After the first few weeks of school pass, many kids see their expectations falling short of reality. For kids with strong hopes or fears, the start of a new school year can be disorienting or disappointing.
So how can parents help? By helping kids build realistic expectations, grasp reality, and understand what their fears or hopes are grounded in.
Here are some tips from Kids Help Phone counsellors to help your kids transition into the new school year:
First, ask yourself whether going back to school is a problem for your kid. There may be signs that it is. Kids who are having strong feelings about their new school year may have trouble sleeping, may not want to go back-to-school shopping, and may not want to talk about school.
Take time to listen. Start the conversation with an open statement, like, “tell me what you’re thinking.”
Open up their hopes or fears to other possibilities. Ask them, “what if it doesn’t happen that way?” Help them understand that things could turn out differently.
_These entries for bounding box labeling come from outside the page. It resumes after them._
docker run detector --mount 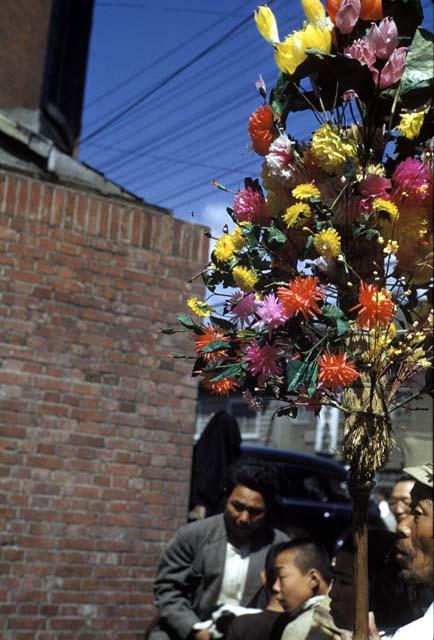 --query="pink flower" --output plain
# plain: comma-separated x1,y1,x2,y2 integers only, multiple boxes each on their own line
359,173,392,198
255,74,267,99
265,133,297,182
344,38,376,69
232,187,268,224
226,291,258,327
392,158,431,205
245,340,282,384
335,0,361,34
371,47,407,89
359,173,392,211
367,17,398,60
342,89,359,102
253,293,288,334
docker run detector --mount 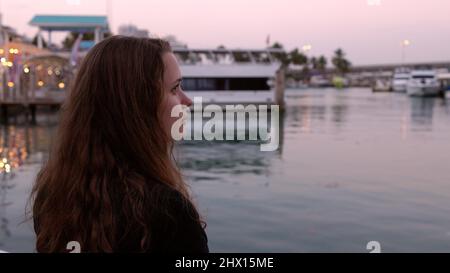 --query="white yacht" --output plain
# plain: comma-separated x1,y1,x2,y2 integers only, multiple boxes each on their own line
406,70,440,96
391,69,410,92
173,48,284,104
438,72,450,99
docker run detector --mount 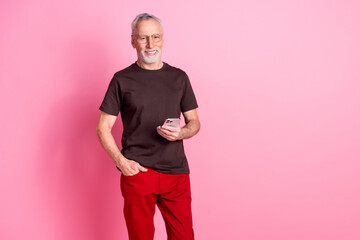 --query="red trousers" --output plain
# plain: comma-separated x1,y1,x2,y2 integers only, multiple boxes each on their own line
121,169,194,240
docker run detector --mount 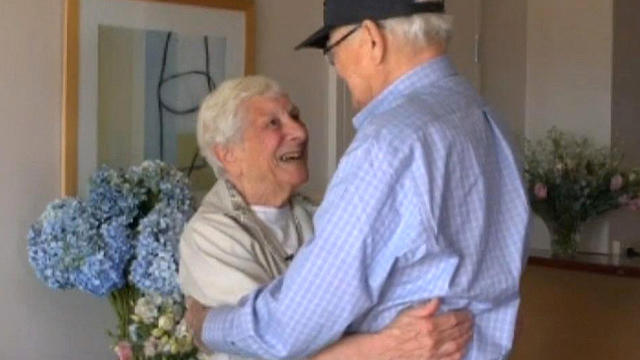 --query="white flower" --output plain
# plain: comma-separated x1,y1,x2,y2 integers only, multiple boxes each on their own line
175,319,191,339
144,337,158,357
158,313,175,331
134,296,158,324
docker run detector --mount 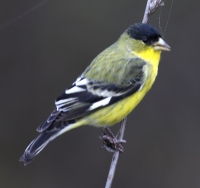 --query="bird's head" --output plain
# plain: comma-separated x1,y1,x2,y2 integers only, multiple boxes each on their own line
125,23,170,51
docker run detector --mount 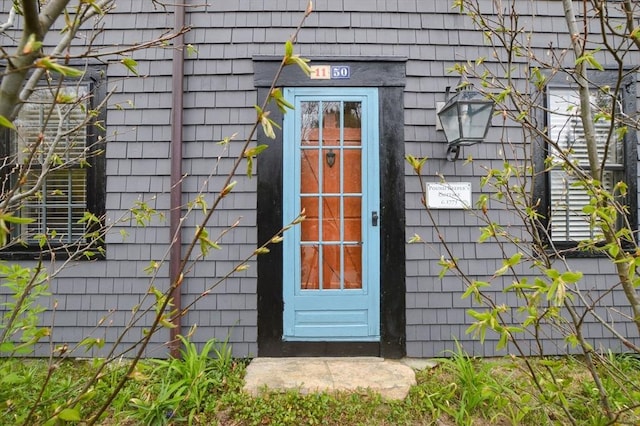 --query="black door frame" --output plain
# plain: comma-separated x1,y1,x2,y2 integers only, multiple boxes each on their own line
253,57,406,358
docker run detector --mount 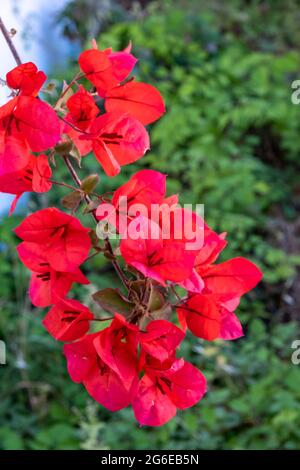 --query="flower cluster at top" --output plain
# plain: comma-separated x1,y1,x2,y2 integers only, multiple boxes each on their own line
0,38,262,426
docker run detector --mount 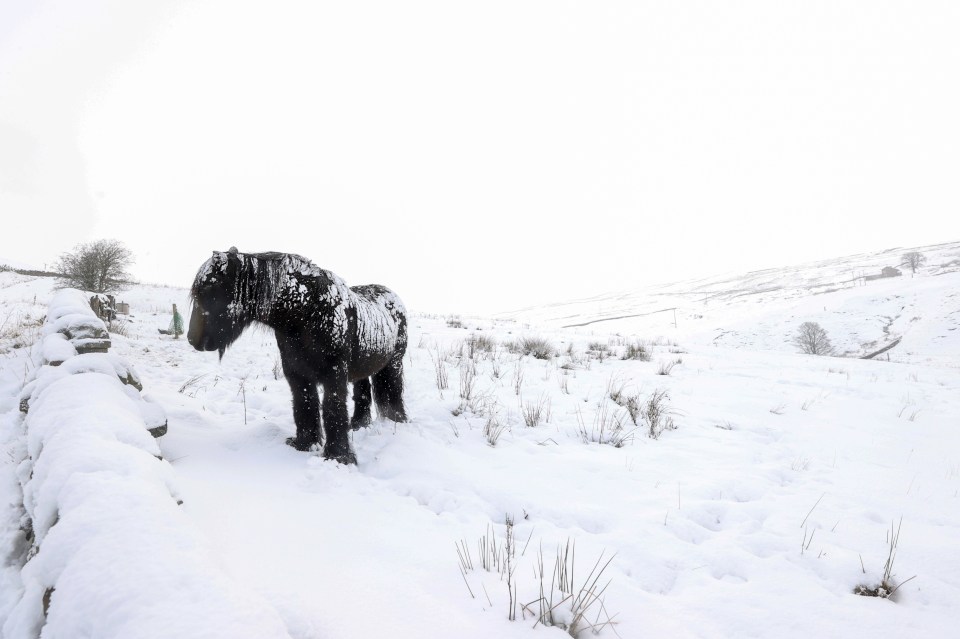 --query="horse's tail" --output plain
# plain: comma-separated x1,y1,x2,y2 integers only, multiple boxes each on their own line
372,307,407,422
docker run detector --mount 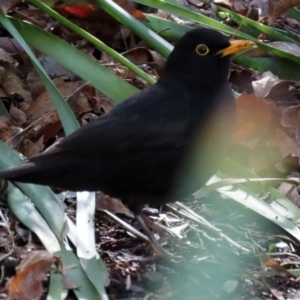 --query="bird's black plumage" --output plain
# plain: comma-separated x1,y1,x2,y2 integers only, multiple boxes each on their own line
0,29,253,213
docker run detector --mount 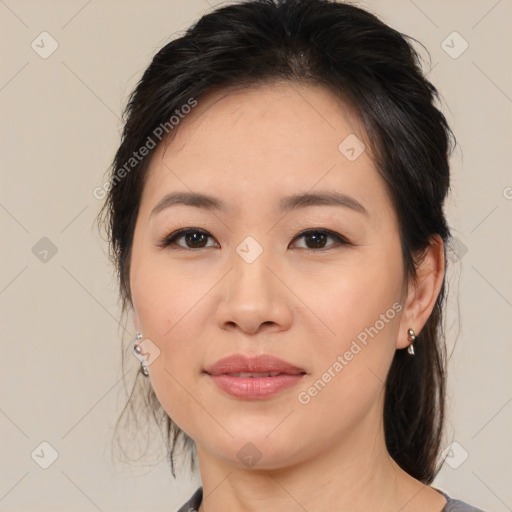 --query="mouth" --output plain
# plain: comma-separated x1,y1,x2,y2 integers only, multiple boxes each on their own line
205,372,306,400
205,372,306,379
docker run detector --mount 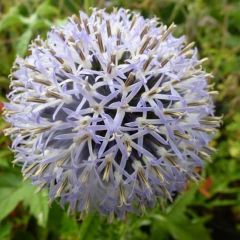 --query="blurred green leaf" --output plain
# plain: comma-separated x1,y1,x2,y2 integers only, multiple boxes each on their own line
24,189,49,227
0,6,22,32
16,29,32,56
0,223,12,240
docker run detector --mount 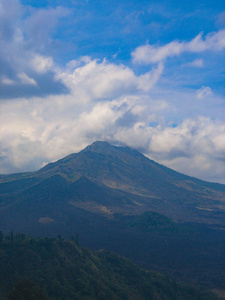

Use things from your kid’s past experiences. Maybe they changed teachers last year. Ask your kid how they handled this change and used their competencies and skills to work out a Plan B. The examples you draw from don’t have to relate to something that happened to them at school.
News stories, after school programs, older siblings, or other students can all influence a young person’s fears. Help your kids understand that not all kids are violent, and not every single kid is doing drugs.
Break down generalizations and big numbers.
You don’t have to lecture kids on what’s bad for them, just let them know how to say no. And that you are there to listen and support, judgement-free.
Find a time when you and your kid are in a good mood before you talk. Don’t start on a negative. Say, “I’ve noticed…” or start with something anybody would hear or see: “I’m not judging you. I just want to understand.”
Respect your kid’s timing. If they don’t want to talk about it right then, that’s okay, as long as you make sure you do commit to having that discussion. You could also write letters, or email. As long as there is an exchange it doesn’t matter how you do it.